Dia memang tidak mengenalnya, tetapi hati nurani pria itu mengatakan untuk menolong. Sampai dia yang sudah sampai di tempat tersebut pun menghentikan langkah dan menarik salah satu kerah pakaian pria di depannya.
“Sialan. Jangan ganggu kami!” ucap salah satu pria.
Tristan mencium bau alkohol dari tubuh pria di depannya, membuat Tristan mendengus kasar.
Dia tahu pria di depannya dalam kondisi mabuk, tetapi Tristan tidak bisa menerima apa yang mereka lakukan. Dengan tenang, dia mulai melayangkan tangan dan memukul pria tersebut. Jelas para teman pria itu tidak terima, membuat pertengkaran semakin memanas.
Namun, Tristan tidak menyerah sama sekali. Dia masih terus melayangkan pukulan, tidak memberi ampun sama sekali.
Hingga ketiga pria itu kabur, membuat Tristan membuang napas kasar. Manik matanya memperhatikan ketiga pemabuk yang mulai pergi.
Napasnya masih terengah karena pertempuran yang baru saja terjadi. Sampai dia melihat ke arah wanita yang tengah berbaring di dekatnya dan melangkah pelan.
“Hei, bangun,” ujar Tristan, masih memperhatikan raut wajah cantik wanita di depannya.
Sayangnya, tidak ada jawaban sama sekali. Wanita di depan Tristan masih terlihat cukup pulas dalam tidur.
Tristan yang penasaran pun mulai mendekatkan tubuh, mencoba memastikan jika wanita itu bernapas. Tapi dia malah mencium bau alkohol dari tubuh wanita itu.
“Dia seorang wanita, tetapi mabuk sampai tidur di jalan. Ceroboh,” gumam Tristan dengan wajah masam.

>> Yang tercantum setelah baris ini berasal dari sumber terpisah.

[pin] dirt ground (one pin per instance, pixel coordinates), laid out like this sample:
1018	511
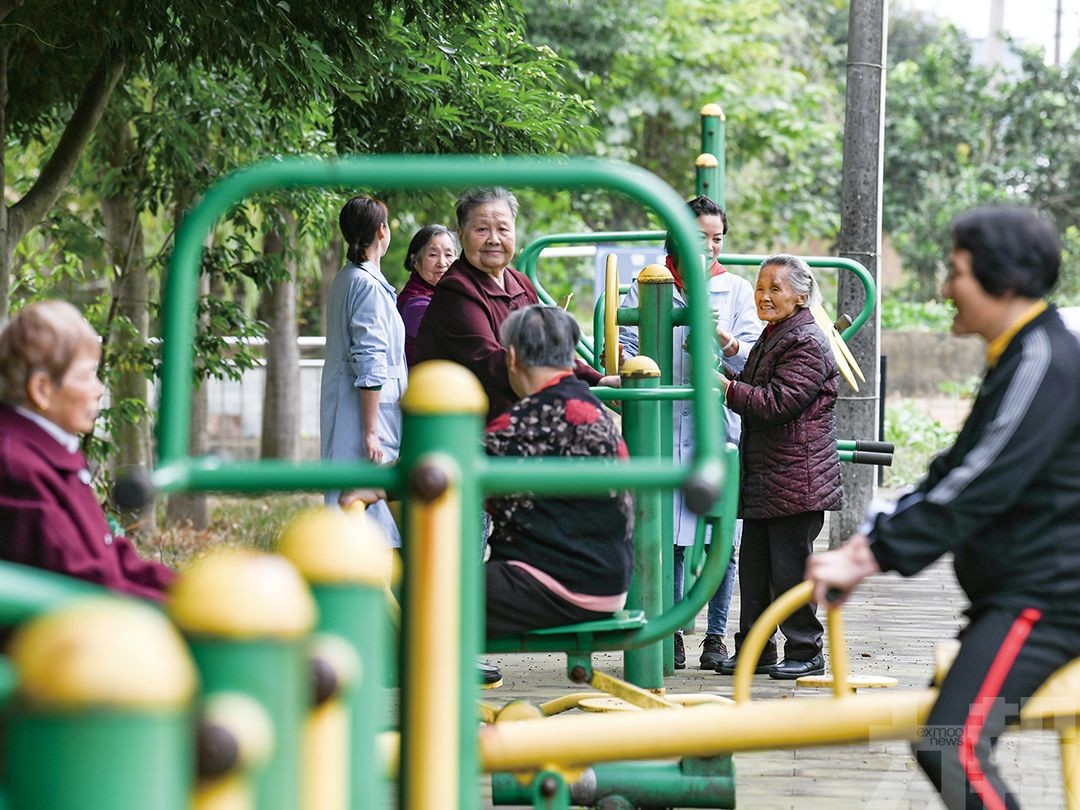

Tristan segera berbalik dan siap kabur. Sayangnya baru beberapa langkah dia hendak pergi, dia kembali berhenti.
Untuk sejenak, Tristan menimang keputusannya. Apakah membiarkan seorang wanita sendiri di pinggir pantai adalah hal yang baik?
Namun, mencium dari bau alkohol di tubuh wanita itu, Tristan tidak yakin kalau wanita itu adalah wanita baik-baik.
Hingga Tristan yang mulai pusing dengan perdebatan di kepalanya pun membuang napas kasar. Dia memutuskan untuk duduk di dekat wanita itu.
“Lebih baik aku tunggu sampai dia bangun,” ucap Tristan sembari memasang raut wajah masam.
Tristan mensedekapkan tangan dan menatap hamparan laut yang begitu luas. Ada perasaan tenang setiap kali mendengar deburan ombak.
Angin sepoi yang dirasakan juga terasa menenangkan. Hingga dia merasakan pergerakan di dekatnya, membuat Tristan mengalihkan pandangan.
“Hei, Nona. Kamu tidak boleh tidur di sini,” kata Tristan sembari menggoyang tubuh di sebelahnya.
Sayangnya, tetap tidak ada jawaban sama sekali. Dia malah melihat wanita itu mengusap lengan, membuat Tristan yang tidak tega pun memilih melepas jaket yang dikenakan dan menutup bagian tubuh wanita itu.
Tristan pun kembali menatap lautan lepas dengan kedua tangan disedekapkan. Hingga tidak terasa, kedua matanya pun mulai memberat.